Eliana Mijangos




Following a 3 to 4 percent rise in tuition last fall, faculty and staff must now work with the provost to adjust to budget cuts recently initiated.


John Veilleux, vice president of marketing and communications, said this budget cut is due to a lack of student enrollment and a rise in costs.


“We need to identify areas we can save and we will depend on the provost to act with academic officers to decide where those areas will be,” Veilleux said.


Joe Brown, professor of theater arts and communications and dean of freshmen success, holds a 34-year tenure at Wesleyan.


He said he is prepared and expects raises and bonuses to be out of the question this year and the next to come.


“The school has to pay its electric bill,” Brown said.


Veilleux said Frederick Slabach, Wesleyan’s president, is looking to cut as many miscellaneous expenses from the budget before cutting student services.


“The president said [referring to a faculty meeting that took place Feb. 15] the first place they do not want to make cuts is anything bringing students to the campus or effecting student satisfaction,” Brown said.

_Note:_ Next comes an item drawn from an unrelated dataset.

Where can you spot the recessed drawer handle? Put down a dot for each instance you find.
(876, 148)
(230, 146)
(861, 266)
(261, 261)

Veilleux said he plans to increase publicity for Wesleyan by focusing on the amenities of a small school and the academic attention students have the capability to receive.

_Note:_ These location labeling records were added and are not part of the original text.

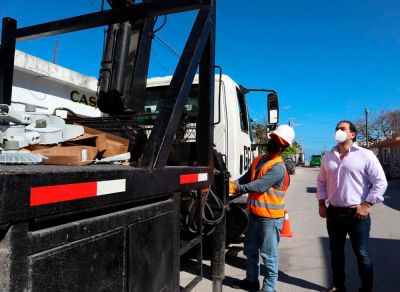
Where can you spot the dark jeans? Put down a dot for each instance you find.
(340, 224)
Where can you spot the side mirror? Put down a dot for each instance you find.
(273, 108)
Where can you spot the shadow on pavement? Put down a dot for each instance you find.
(386, 258)
(392, 195)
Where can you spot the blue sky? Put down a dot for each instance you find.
(328, 60)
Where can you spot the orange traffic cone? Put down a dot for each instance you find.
(286, 231)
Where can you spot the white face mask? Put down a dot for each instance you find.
(340, 136)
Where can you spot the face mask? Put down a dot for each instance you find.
(273, 147)
(340, 136)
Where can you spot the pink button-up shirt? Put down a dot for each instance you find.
(358, 177)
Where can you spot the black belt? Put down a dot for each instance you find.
(342, 210)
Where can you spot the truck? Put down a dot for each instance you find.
(120, 228)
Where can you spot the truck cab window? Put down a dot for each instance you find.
(244, 121)
(155, 97)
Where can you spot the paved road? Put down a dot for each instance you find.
(304, 259)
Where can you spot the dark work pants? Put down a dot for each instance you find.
(339, 225)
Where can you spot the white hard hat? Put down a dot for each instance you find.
(285, 132)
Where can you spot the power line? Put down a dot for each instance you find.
(93, 3)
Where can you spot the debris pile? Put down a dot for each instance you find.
(30, 137)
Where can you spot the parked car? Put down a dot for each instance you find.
(290, 165)
(315, 160)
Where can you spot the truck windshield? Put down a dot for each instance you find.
(155, 97)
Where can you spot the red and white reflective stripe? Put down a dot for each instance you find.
(193, 177)
(68, 192)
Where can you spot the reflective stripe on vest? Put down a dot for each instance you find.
(271, 203)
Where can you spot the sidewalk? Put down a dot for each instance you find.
(304, 259)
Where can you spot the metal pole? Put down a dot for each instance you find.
(366, 127)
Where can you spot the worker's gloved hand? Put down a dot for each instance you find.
(233, 188)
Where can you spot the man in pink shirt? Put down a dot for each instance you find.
(351, 180)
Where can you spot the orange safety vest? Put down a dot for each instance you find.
(271, 203)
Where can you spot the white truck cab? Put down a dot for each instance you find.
(50, 86)
(232, 128)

“As for incoming freshmen for next year, we actually increased their scholarship amount,” Pati Alexander, vice president of enrollment and student enrollment, said.

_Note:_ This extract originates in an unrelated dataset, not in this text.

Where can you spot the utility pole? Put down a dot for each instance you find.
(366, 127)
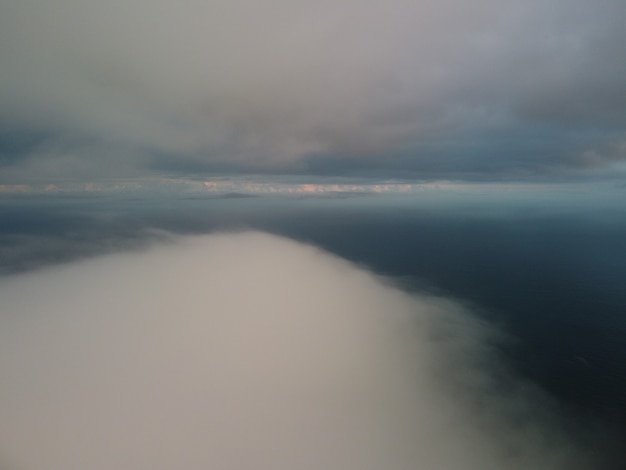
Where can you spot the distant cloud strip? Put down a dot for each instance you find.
(236, 186)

Alexander said the academic awards for freshmen will start at $10,000 for the Tier One Award and goes down to $3,000. This first award was increased $1,000 from the previous year.


Brown said the provost and academic advisers’ main efforts to increase student enrollment will focus on transfer students because the large junior college market surrounding Wesleyan makes freshmen much more difficult to attract.


Transfer scholarships have also increased and range from $3,000 to $6,000. Phi Theta Kappa scholarships, a scholarship program based on academic achievements run by the Wesleyan alumni, have also been raised to $600.


Next year’s budget will be based on a projected 160 freshmen and will continue to remain conservative until enrollment increases, Veilleux and Brown said.


As for where the cuts will come from, Veilleux said it is up to each college and its faculty to propose where the best and most effective cuts would come from.


Each department will send these proposals to the provost for approval.


Brown said Theatre Wesleyan will be affected in the sense that they will have less money to spend next year and will need to choose less expensive plays for the year’s performances.


However, the athletic department will not see drastic changes, as they plan to add a women’s junior varsity basketball and women’s golf team. Adding these teams will raise enrollment and increase the department’s overall budget, Brown said.


Alexander said she believes students have many reasons to attend Wesleyan and choose the university over other schools in the Dallas/Fort Worth area.


“I think it’s all about the fit,” Alexander said. “Wesleyan helps a lot of people reach their goals, but it has to be the place you feel most comfortable.”


Veilluex said it is the small classes and large amount of professor aid and attention that sets Wesleyan apart from other schools.


“Texas Wesleyan has small intimate size classes where professors can really communicate to students,” Veilleux said, “Really engage and challenge students in a way they wouldn’t otherwise be able to in larger class settings.”